Markets Pullback from Recent Rally…..

U.S. equities finished lower, giving back some of the gains seen over the past few sessions that were sparked by a COVID-19 vaccine breakthrough announcement by Pfizer on Monday. The optimism surrounding the fight against the pandemic appeared to come up against resurfacing concerns toward the continued spike in virus cases. News on the equity front was light, with Southwest Airlines adding to the uneasiness after warning about a deceleration in improving revenue trends, while Vroom’s shares suffered in the wake of some disappointing guidance. In economic news, initial jobless claims continued to moderate and consumer price inflation was cooler than expected, while Fed Chairman Jerome Powell spoke at a European Central Bank forum today, again reiterating the needs for some fiscal support from Congress. Treasury yields were lower as bond prices rose in a return to action following yesterday’s holiday break. Meanwhile, the U.S. dollar dipped, as did crude oil prices, while gold gained ground. Europe finished lower to trim a solid weekly gain, while markets in Asia were mixed.

The Dow Jones Industrial Average fell 317 points (1.1%) to 29,080, the S&P 500 Index was down 36 points (1.0%) at 3,537, and the Nasdaq Composite lost 77 points (0.7%) to 11,710. In heavy volume, 1.0 billion shares were traded on the NYSE and 3.8 billion shares changed hands on the Nasdaq. WTI crude oil was $0.33 lower at $41.12 per barrel and wholesale gasoline lost $0.02 to $1.16 per gallon. Elsewhere, the Bloomberg gold spot price rose $13.21 to $1,864.11 per ounce, and the Dollar Index—a comparison of the U.S. dollar to six major world currencies—ticked 0.1% lower to 93.00.

The stock markets fell as the dust settles from wild swings the past three weeks that saw the equity markets follow up the largest weekly drop since March with the strongest weekly gain since April and then a surge on Monday bolstered by an intense rotation out of the high-flying growth stocks and into cyclically-natured and value issues.

Jobless claims continue to moderate, consumer price inflation subdued…..

Weekly initial jobless claims came in at a level of 709,000 for the week ended November 7th, below the Bloomberg estimate of 731,000, and the prior week’s upwardly-revised 757,000 level. The four-week moving average declined by 33,250 to 755,250, while continuing claims for the week ended October 31st fell by 436,000 to 6,786,000, south of estimates of 6,825,000. The four-week moving average of continuing claims dropped by 653,000 to 7,575,750.

The Consumer Price Index (CPI) came in flat month-over-month (m/m) in October, below estimates of a 0.1% gain, and compared to September’s unrevised 0.2% increase. The core rate, which strips out food and energy, also was little changed m/m, versus expectations calling for it to match September’s unadjusted 0.2% rise. Y/Y, prices were 1.2% higher for the headline rate, south of forecasts projecting a 1.3% increase and compared to September’s unadjusted 1.4% rise. The core rate was up 1.6% y/y, below projections to match September’s unrevised 1.7% gain.

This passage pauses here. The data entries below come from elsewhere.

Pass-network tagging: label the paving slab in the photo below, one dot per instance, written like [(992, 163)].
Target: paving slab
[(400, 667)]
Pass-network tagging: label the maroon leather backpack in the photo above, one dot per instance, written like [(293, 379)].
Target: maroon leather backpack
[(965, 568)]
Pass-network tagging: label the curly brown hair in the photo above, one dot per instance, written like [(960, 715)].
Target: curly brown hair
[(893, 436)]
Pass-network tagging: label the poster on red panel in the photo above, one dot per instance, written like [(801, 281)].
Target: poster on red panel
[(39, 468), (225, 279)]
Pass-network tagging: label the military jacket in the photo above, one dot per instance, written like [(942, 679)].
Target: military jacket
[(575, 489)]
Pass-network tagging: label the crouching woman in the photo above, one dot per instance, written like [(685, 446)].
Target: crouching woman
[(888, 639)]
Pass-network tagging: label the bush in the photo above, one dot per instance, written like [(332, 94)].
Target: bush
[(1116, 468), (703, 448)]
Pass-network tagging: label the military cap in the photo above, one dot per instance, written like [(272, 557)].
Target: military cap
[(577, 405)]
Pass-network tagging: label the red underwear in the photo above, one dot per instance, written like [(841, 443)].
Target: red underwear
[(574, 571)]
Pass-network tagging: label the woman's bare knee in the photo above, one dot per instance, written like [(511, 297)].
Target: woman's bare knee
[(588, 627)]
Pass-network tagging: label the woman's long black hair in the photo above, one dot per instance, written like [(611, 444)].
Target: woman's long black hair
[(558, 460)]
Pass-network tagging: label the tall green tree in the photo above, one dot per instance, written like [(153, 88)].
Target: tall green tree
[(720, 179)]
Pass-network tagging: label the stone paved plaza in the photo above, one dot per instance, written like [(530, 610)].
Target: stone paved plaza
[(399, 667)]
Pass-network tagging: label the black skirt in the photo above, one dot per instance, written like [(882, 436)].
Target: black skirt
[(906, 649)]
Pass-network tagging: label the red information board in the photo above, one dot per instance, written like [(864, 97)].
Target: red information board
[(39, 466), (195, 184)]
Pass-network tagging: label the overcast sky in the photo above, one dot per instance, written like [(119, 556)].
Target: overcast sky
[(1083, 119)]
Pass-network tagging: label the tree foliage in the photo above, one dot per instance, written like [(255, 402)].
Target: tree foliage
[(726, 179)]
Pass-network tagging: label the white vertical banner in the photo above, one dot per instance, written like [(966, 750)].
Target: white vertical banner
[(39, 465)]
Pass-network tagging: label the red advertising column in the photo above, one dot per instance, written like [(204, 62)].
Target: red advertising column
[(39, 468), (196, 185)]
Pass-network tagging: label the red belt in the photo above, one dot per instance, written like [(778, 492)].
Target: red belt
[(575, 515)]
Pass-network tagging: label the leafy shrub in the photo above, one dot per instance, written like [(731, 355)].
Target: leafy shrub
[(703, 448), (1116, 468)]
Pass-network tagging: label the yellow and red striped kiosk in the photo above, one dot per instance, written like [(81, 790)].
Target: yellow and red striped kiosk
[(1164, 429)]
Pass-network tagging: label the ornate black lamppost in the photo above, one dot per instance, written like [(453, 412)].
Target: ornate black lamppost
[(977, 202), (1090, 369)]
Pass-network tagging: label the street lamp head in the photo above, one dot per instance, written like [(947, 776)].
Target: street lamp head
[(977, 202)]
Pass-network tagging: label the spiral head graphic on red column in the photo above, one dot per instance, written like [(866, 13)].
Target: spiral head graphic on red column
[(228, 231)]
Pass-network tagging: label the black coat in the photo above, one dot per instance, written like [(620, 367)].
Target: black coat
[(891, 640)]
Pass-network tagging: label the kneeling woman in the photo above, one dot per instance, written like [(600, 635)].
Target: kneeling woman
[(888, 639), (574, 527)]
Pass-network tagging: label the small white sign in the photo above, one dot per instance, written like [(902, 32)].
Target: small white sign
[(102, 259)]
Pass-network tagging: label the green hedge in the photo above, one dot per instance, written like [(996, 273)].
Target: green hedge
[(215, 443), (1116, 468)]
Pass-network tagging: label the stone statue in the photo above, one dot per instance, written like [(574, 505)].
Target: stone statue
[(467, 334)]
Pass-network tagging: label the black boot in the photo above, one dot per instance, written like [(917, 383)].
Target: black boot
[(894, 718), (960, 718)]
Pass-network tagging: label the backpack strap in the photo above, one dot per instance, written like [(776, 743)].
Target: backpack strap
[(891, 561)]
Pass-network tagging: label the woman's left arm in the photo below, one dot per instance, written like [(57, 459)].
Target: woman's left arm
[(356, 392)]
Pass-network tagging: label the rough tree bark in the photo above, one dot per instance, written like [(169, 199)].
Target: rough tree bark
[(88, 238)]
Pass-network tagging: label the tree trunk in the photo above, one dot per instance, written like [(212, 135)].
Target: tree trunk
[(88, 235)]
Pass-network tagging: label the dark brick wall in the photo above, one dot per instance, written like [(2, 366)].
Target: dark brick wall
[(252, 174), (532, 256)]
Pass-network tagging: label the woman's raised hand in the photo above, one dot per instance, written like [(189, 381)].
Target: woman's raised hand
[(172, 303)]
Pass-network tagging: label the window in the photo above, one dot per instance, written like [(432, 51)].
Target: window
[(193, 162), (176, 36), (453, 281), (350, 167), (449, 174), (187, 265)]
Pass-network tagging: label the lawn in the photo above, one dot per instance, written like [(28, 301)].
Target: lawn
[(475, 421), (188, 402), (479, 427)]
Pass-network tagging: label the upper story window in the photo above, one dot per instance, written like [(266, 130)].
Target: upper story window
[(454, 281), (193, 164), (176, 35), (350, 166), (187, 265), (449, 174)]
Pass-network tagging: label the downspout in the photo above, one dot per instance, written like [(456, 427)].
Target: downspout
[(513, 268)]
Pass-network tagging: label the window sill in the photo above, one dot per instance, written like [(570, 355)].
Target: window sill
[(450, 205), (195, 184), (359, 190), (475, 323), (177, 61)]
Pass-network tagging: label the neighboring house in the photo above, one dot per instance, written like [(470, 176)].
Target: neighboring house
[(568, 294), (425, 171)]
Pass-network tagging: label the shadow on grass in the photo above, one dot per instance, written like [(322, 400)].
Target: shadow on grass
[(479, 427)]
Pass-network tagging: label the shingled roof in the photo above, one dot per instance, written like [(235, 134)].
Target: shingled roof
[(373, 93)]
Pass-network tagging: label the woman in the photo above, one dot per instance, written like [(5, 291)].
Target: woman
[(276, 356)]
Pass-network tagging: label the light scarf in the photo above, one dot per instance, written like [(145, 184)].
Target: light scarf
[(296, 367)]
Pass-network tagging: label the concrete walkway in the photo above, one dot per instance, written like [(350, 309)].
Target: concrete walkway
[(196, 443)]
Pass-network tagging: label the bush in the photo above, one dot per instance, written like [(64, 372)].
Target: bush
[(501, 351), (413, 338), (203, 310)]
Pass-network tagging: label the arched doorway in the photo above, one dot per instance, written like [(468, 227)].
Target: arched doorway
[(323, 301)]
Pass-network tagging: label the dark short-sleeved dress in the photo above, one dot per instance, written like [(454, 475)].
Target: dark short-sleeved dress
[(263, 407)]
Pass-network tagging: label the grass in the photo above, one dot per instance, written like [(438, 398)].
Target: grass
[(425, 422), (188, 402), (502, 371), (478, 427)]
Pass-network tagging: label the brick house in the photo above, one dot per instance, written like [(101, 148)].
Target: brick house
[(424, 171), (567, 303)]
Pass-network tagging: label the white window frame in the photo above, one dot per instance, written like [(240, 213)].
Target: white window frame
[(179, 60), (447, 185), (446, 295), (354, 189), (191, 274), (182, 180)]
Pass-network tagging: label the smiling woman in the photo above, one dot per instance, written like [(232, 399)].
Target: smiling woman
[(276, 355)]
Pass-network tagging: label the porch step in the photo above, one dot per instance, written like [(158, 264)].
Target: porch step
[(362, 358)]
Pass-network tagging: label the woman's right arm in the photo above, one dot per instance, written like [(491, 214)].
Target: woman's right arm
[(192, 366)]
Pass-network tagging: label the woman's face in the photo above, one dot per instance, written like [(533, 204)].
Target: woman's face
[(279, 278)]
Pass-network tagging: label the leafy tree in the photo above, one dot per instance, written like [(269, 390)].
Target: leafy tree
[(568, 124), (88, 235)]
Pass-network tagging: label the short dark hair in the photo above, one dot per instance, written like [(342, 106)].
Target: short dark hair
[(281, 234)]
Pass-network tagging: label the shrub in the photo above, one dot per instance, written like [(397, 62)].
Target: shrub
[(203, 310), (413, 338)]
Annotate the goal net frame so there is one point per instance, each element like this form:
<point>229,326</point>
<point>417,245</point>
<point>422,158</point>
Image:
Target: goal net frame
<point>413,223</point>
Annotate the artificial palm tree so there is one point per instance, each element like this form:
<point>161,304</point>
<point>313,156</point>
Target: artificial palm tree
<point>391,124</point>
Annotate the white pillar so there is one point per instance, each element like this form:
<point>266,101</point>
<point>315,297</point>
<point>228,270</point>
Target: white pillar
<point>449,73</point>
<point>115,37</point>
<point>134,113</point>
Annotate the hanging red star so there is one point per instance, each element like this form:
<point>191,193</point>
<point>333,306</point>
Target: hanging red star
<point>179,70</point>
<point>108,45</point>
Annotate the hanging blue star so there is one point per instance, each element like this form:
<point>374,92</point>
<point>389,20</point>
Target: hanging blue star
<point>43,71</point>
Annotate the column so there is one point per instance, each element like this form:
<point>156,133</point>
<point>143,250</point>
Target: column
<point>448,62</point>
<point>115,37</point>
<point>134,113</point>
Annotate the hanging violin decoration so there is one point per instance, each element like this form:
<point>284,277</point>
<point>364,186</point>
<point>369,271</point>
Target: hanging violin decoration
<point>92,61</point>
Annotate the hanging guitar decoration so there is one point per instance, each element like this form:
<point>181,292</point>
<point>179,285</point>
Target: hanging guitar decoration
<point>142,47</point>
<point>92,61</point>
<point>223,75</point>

The Bureau of Labor Statistics said food prices nudged higher, led by a gain in food away from home, while energy prices ticked to the upside, with a noticeable increase for electricity. Elsewhere, prices for shelter nudged higher but medical prices declined. Airline fares, recreation, and new vehicles were among other prices that rose, though prices for motor vehicle insurance, apparel, and household furnishings declined.

Treasuries rebounded somewhat from a recent slide and following yesterday’s Veterans’ Day holiday break for the bond markets. Treasury yields have shown some signs of life, amid the backdrop of the presidential election results and a string of positive economic data, while being bolstered by Monday’s breakthrough on the COVID-19 vaccine front. The yield on the 2-year note declined 2 basis points (bps) to 0.16%, while the yields on the 10-year note and the 30-year bond fell 10 bps to 0.88% and 1.64%, respectfully.

Finally, Fed Chairman Jerome Powell spoke at a European Central Bank (ECB) forum today, joining the heads of other key central banks, including the ECB and Bank of England. In his remarks, Powell again warned that the economy will need further support from the central bank even after any coronavirus vaccine becomes available, while again reaffirming the need for fiscal aid from Congress. Powell said, even after a vaccine is available, “there’s going to probably be a substantial group of workers who are going to need support as they find their way in the post-pandemic economy because it’s going to be different in some fundamental ways.”